If we are going to expand out x86 shift and rotate intrinsics, we should probably consider pattern-matching on IR, rather than waiting for SelectionDAG. Trying to work around isel limitations in this fashion is fragile, and will probably have a wider effect than you want.

For rotates, there was a proposal to add a generic IR intrinsic for variable rotates on llvmdev, due to the complications involved in late pattern-matching.

I'm not sure D46946 and D47019 are good ideas in the first place, particularly D47019. Expanding an intrinsic to an 8-instruction sequence is getting past the point where we're actually getting any benefit from transforming intrinsic to native IR. Emitting a complicated lowering like that, and trying to recover it in isel seems very tricky to get right, and as far as I can tell we don't get much benefit.
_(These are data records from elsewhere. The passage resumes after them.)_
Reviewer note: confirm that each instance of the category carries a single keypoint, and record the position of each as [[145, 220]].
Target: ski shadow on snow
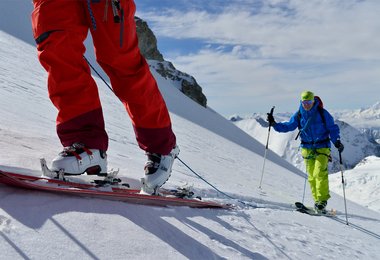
[[178, 227]]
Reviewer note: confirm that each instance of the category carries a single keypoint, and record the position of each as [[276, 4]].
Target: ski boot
[[77, 159], [157, 171]]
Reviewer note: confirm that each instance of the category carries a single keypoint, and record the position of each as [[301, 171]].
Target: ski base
[[106, 191], [300, 207]]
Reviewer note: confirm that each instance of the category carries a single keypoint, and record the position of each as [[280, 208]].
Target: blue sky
[[250, 55]]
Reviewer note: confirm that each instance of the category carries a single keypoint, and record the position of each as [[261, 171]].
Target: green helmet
[[307, 95]]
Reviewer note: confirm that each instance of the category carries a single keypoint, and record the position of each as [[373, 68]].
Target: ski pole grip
[[271, 111]]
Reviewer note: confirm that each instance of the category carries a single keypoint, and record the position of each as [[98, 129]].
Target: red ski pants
[[60, 28]]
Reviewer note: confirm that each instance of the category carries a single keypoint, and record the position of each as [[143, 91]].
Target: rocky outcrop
[[148, 47]]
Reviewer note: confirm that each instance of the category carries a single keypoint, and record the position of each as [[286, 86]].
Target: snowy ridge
[[362, 187], [36, 225]]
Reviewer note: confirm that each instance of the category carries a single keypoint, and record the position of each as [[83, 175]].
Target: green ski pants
[[316, 161]]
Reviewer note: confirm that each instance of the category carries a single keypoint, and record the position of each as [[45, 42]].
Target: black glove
[[270, 119], [339, 146]]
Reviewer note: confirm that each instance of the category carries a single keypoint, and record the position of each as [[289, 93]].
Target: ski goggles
[[307, 102]]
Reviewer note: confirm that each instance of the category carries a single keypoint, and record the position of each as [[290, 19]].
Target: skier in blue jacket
[[317, 130]]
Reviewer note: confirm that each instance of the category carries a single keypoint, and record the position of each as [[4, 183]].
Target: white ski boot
[[77, 159], [157, 171]]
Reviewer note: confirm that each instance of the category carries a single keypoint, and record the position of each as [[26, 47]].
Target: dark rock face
[[148, 47]]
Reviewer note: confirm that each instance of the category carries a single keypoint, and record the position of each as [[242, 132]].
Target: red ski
[[111, 192]]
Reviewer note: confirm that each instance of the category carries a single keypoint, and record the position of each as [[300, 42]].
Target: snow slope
[[37, 225]]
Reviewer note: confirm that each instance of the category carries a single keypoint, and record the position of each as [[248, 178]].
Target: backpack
[[320, 110]]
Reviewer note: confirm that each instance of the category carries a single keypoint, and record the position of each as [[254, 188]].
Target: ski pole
[[344, 190], [266, 149], [304, 191]]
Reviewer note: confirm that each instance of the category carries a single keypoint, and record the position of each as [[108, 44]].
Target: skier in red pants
[[60, 28]]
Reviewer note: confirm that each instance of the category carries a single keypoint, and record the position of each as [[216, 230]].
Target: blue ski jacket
[[316, 132]]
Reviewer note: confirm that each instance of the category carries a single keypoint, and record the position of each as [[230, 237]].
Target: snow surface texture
[[38, 225], [363, 183]]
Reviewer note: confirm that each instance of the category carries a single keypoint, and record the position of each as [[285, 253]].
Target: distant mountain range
[[360, 133]]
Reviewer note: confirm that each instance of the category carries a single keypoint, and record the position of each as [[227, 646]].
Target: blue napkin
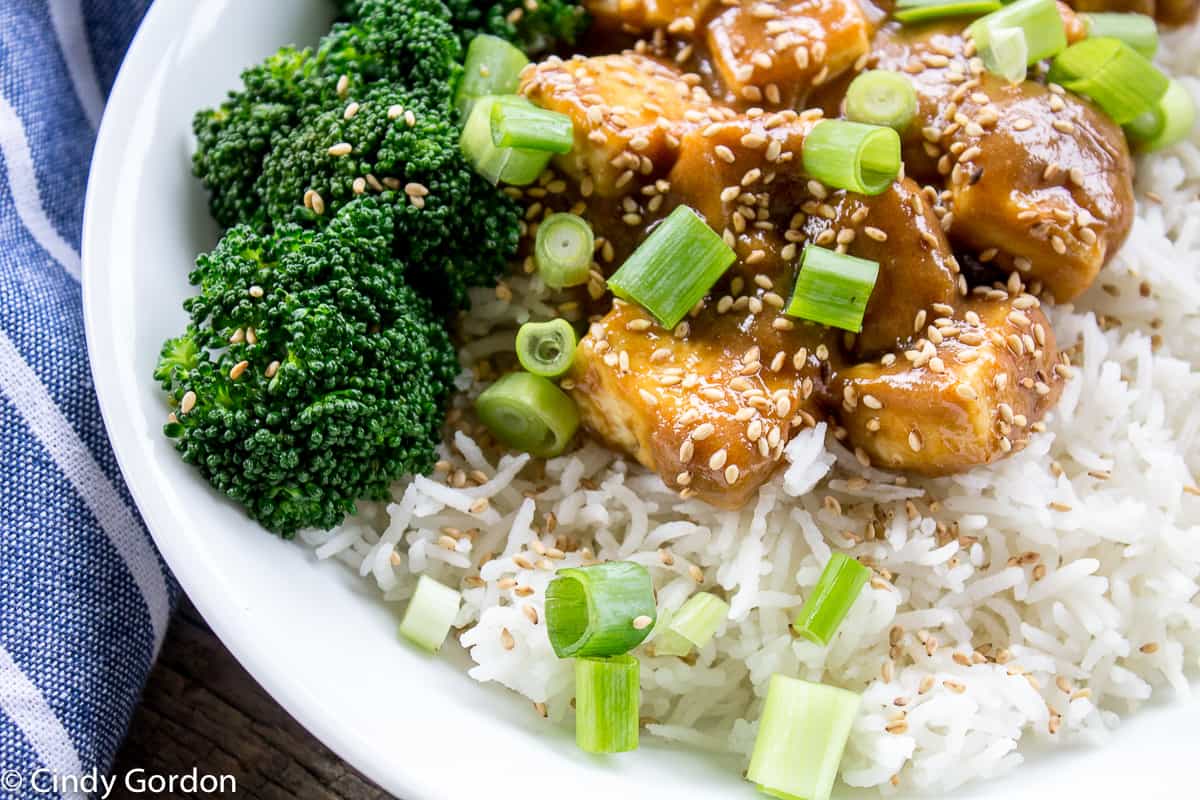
[[84, 596]]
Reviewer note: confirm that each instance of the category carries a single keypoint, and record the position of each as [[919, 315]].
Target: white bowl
[[317, 638]]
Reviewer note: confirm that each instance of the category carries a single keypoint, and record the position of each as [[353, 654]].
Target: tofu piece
[[642, 16], [629, 112], [708, 410], [729, 170], [775, 52], [1038, 179], [970, 400], [899, 230]]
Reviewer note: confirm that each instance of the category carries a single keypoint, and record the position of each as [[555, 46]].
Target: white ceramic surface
[[315, 636]]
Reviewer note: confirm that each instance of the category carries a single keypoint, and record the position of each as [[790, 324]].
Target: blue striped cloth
[[84, 596]]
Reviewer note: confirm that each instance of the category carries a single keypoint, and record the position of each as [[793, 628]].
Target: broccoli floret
[[311, 374], [451, 227], [402, 42], [533, 26]]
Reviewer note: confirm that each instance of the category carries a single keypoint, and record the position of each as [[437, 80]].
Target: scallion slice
[[1006, 54], [857, 157], [546, 349], [430, 614], [515, 166], [492, 67], [833, 288], [882, 97], [827, 605], [1139, 31], [675, 268], [1171, 120], [529, 413], [605, 609], [516, 122], [563, 250], [691, 626], [606, 699], [1039, 20], [802, 735], [1120, 79], [919, 11]]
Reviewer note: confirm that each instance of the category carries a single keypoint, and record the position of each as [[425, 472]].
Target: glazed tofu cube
[[969, 400], [709, 410], [640, 16], [628, 110], [777, 52]]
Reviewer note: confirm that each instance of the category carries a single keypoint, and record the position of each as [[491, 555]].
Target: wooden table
[[203, 710]]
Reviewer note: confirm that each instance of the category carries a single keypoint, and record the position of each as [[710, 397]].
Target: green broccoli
[[403, 42], [311, 374], [535, 26], [454, 230]]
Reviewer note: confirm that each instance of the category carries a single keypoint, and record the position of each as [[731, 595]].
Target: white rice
[[1114, 619]]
If we are going to expand out x86 shift and rotate intrinsics, we should probably consider pattern-matching on IR, rather than waiting for SelectionDAG. Trying to work around isel limitations in this fashion is fragile, and will probably have a wider effect than you want.

For rotates, there was a proposal to add a generic IR intrinsic for variable rotates on llvmdev, due to the complications involved in late pattern-matching.
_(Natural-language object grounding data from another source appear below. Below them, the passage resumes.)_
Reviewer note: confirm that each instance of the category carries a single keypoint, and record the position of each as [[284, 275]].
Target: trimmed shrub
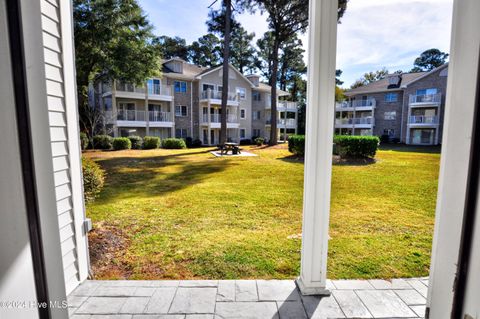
[[93, 179], [173, 143], [356, 146], [296, 144], [102, 142], [151, 142], [259, 141], [121, 143], [246, 141], [137, 142], [84, 141]]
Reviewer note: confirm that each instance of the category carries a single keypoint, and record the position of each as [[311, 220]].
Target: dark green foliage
[[121, 143], [173, 143], [151, 142], [102, 142], [356, 146], [259, 141], [93, 179], [84, 141], [137, 142], [296, 144]]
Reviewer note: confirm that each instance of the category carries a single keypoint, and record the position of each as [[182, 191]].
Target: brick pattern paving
[[263, 299]]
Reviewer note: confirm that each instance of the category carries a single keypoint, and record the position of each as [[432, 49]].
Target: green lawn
[[186, 214]]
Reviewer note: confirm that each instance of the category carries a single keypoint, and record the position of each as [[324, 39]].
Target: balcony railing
[[127, 87], [355, 121], [131, 115], [217, 95], [159, 89], [216, 118], [426, 98], [423, 119], [156, 116]]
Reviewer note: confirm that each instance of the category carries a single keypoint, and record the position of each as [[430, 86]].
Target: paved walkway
[[263, 299]]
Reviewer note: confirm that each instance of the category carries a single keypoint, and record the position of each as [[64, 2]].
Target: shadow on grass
[[140, 177], [432, 149]]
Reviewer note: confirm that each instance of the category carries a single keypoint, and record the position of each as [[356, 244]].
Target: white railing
[[159, 89], [131, 115], [217, 95], [127, 87], [352, 121], [422, 119], [287, 105], [156, 116], [426, 98]]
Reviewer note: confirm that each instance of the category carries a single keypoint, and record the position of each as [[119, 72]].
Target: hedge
[[137, 142], [151, 142], [173, 143], [102, 142], [356, 146], [84, 141], [296, 144], [121, 143], [93, 179]]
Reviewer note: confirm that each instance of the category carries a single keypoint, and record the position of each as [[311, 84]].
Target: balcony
[[425, 100], [423, 120], [215, 97], [216, 120], [359, 122], [160, 119], [357, 105]]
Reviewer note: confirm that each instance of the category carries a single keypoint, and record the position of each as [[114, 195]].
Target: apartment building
[[406, 107], [186, 102]]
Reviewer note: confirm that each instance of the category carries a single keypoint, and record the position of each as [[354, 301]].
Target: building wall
[[436, 79]]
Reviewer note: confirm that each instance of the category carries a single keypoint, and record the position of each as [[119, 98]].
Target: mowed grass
[[186, 214]]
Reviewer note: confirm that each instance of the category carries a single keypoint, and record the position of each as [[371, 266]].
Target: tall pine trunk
[[226, 58], [273, 83]]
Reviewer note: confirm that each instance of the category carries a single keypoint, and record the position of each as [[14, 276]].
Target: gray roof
[[382, 85]]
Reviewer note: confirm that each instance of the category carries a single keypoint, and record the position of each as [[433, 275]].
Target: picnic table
[[229, 147]]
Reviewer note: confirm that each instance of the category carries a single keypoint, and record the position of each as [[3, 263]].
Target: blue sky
[[373, 33]]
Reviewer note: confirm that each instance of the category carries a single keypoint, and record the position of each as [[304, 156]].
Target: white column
[[319, 136]]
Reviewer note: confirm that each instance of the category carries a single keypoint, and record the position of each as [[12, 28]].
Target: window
[[243, 114], [390, 115], [181, 110], [391, 97], [181, 133], [242, 92], [180, 87], [242, 133]]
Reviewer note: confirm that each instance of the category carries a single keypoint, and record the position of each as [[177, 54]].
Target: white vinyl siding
[[52, 43]]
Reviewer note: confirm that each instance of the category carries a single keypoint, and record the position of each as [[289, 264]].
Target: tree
[[429, 60], [171, 47], [113, 39], [285, 19], [206, 51], [370, 77]]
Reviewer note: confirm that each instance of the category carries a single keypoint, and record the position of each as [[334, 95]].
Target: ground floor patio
[[262, 299]]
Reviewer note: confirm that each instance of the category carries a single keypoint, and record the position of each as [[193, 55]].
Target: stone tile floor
[[263, 299]]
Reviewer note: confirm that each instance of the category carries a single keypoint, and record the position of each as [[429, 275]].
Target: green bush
[[137, 142], [259, 141], [296, 144], [102, 142], [93, 179], [356, 146], [121, 143], [173, 143], [151, 142], [84, 141]]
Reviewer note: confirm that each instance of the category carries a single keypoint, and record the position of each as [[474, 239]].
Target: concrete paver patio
[[262, 299]]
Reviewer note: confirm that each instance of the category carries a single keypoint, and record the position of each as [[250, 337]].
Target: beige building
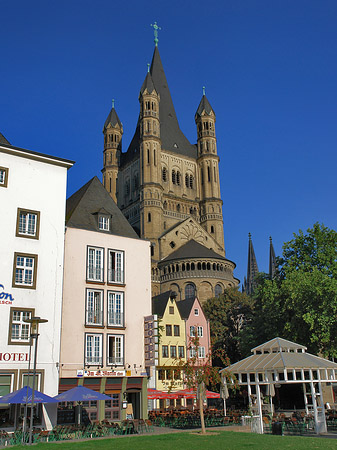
[[169, 190], [106, 294]]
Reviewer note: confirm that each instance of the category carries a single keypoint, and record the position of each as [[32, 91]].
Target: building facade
[[169, 189], [106, 294], [32, 198]]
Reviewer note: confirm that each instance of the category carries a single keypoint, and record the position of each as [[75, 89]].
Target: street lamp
[[34, 334]]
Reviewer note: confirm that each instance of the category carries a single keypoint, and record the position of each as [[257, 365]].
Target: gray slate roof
[[193, 249], [113, 119], [172, 137], [3, 140], [204, 105], [91, 199]]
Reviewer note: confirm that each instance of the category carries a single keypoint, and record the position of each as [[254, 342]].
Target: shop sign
[[151, 340], [5, 297], [100, 373], [16, 357]]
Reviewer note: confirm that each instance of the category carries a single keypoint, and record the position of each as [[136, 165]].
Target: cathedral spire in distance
[[252, 269], [272, 260]]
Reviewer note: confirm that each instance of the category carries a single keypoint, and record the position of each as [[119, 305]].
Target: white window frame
[[115, 309], [94, 307], [117, 358], [93, 354], [116, 266], [19, 332], [28, 223], [103, 222], [201, 352], [95, 264], [24, 271]]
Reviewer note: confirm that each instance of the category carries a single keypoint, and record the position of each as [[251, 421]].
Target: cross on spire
[[155, 31]]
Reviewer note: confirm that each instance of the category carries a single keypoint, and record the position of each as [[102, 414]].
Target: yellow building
[[172, 342]]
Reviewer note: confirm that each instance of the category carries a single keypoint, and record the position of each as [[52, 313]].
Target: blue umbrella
[[81, 394], [24, 395]]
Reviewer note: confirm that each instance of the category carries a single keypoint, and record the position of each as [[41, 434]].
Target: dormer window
[[103, 222]]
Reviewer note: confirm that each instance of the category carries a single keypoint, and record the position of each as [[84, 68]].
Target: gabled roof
[[172, 138], [159, 303], [112, 119], [204, 105], [3, 140], [192, 249], [84, 205]]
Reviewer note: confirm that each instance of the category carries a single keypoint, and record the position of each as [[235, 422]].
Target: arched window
[[189, 291], [217, 290]]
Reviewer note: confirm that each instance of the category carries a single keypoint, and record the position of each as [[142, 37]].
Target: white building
[[106, 294], [32, 199]]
For reference, that was here:
http://lists.llvm.org/pipermail/llvm-dev/2018-May/123292.html

And the discussion stopped with no objections that I see, but there are some open questions about the semantics and form of any intrinsic. The proposal was made by Fabian Giessen. I don't find a Phab ID for Fabian, so maybe we need to ping the dev thread?

I'm not sure D46946 and D47019 are good ideas in the first place, particularly D47019. Expanding an intrinsic to an 8-instruction sequence is getting past the point where we're actually getting any benefit from transforming intrinsic to native IR. Emitting a complicated lowering like that, and trying to recover it in isel seems very tricky to get right, and as far as I can tell we don't get much benefit.
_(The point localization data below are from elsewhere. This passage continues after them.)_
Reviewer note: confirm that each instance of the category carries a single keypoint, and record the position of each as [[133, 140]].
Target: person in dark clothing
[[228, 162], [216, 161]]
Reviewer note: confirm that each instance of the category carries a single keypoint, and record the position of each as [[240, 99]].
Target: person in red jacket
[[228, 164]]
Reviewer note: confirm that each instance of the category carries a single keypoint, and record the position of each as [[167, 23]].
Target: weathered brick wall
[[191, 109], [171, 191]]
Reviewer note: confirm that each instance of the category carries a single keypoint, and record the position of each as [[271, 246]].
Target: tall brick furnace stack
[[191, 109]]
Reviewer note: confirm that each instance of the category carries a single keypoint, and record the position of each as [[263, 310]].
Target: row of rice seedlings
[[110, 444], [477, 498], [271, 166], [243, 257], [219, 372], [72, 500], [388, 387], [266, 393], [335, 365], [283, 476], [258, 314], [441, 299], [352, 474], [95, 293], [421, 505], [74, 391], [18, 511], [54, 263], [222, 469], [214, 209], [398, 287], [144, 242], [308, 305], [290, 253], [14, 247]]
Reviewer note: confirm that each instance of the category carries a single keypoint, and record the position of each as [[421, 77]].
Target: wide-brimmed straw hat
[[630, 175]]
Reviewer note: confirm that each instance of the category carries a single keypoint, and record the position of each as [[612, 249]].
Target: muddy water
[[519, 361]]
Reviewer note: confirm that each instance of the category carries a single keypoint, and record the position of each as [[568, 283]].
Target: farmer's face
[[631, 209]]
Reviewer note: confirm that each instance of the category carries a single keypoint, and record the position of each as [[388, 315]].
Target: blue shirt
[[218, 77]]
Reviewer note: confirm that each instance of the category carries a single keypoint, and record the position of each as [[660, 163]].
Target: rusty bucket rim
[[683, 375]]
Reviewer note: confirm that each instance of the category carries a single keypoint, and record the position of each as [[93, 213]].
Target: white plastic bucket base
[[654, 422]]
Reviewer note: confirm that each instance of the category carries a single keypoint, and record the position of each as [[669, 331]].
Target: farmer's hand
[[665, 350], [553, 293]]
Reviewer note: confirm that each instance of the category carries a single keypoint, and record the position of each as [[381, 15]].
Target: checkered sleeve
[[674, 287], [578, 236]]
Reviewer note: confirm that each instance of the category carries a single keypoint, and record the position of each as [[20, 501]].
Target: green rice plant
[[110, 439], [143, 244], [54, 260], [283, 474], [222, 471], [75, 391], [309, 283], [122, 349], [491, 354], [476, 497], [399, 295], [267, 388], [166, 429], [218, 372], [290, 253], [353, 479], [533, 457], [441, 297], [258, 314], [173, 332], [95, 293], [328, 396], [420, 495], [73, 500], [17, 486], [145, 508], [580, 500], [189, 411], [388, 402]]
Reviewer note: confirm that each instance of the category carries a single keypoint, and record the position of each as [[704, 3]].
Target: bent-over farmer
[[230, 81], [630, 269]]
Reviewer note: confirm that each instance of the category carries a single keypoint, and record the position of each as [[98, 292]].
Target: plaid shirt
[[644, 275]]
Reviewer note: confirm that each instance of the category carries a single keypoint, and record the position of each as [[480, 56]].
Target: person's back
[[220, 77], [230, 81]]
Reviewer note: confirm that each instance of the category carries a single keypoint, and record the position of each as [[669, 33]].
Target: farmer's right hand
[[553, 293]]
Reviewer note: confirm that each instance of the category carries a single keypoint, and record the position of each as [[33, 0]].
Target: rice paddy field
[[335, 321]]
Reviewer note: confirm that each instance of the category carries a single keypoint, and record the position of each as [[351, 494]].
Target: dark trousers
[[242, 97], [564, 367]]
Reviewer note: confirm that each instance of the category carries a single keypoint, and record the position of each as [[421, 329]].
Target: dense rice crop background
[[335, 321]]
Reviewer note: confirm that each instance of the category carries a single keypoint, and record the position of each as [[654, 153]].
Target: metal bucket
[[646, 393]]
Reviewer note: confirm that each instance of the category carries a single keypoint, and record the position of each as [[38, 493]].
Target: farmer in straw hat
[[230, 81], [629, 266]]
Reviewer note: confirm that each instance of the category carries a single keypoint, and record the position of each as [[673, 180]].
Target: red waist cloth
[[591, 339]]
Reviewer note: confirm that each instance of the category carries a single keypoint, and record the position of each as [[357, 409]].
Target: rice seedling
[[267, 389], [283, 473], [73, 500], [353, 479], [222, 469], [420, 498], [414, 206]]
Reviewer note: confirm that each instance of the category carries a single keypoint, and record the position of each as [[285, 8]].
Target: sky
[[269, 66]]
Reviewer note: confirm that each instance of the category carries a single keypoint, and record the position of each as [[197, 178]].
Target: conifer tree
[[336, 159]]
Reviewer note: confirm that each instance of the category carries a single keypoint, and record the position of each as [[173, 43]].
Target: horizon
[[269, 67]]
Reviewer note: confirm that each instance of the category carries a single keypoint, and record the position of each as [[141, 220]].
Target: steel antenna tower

If we are going to expand out x86 shift and rotate intrinsics, we should probably consider pattern-matching on IR, rather than waiting for SelectionDAG. Trying to work around isel limitations in this fashion is fragile, and will probably have a wider effect than you want.

For rotates, there was a proposal to add a generic IR intrinsic for variable rotates on llvmdev, due to the complications involved in late pattern-matching.

FWIW we don't do the whole pattern matching in lowering stage - most of the pattern disappears during the combining right after creating the DAG because the extra instructions are only needed in IR to avoid creating poison values. Because of this, we can't do pattern matching in IR. If it was possible I would just emit shortened IR - unless I'm missing something?

But all in all yeah, the whole thing is rather tricky.

spatel added a comment.Jul 2 2018, 9:35 AM

I'm not sure D46946 and D47019 are good ideas in the first place, particularly D47019. Expanding an intrinsic to an 8-instruction sequence is getting past the point where we're actually getting any benefit from transforming intrinsic to native IR. Emitting a complicated lowering like that, and trying to recover it in isel seems very tricky to get right, and as far as I can tell we don't get much benefit.

If we are going to expand out x86 shift and rotate intrinsics, we should probably consider pattern-matching on IR, rather than waiting for SelectionDAG. Trying to work around isel limitations in this fashion is fragile, and will probably have a wider effect than you want.

For rotates, there was a proposal to add a generic IR intrinsic for variable rotates on llvmdev, due to the complications involved in late pattern-matching.

FWIW we don't do the whole pattern matching in lowering stage - most of the pattern disappears during the combining right after creating the DAG because the extra instructions are only needed in IR to avoid creating poison values. Because of this, we can't do pattern matching in IR. If it was possible I would just emit shortened IR - unless I'm missing something?

But all in all yeah, the whole thing is rather tricky.

I've replied to the existing llvm-dev thread and referenced this patch. Let's see if we can find a good definition for target-independent intrinsic(s) there.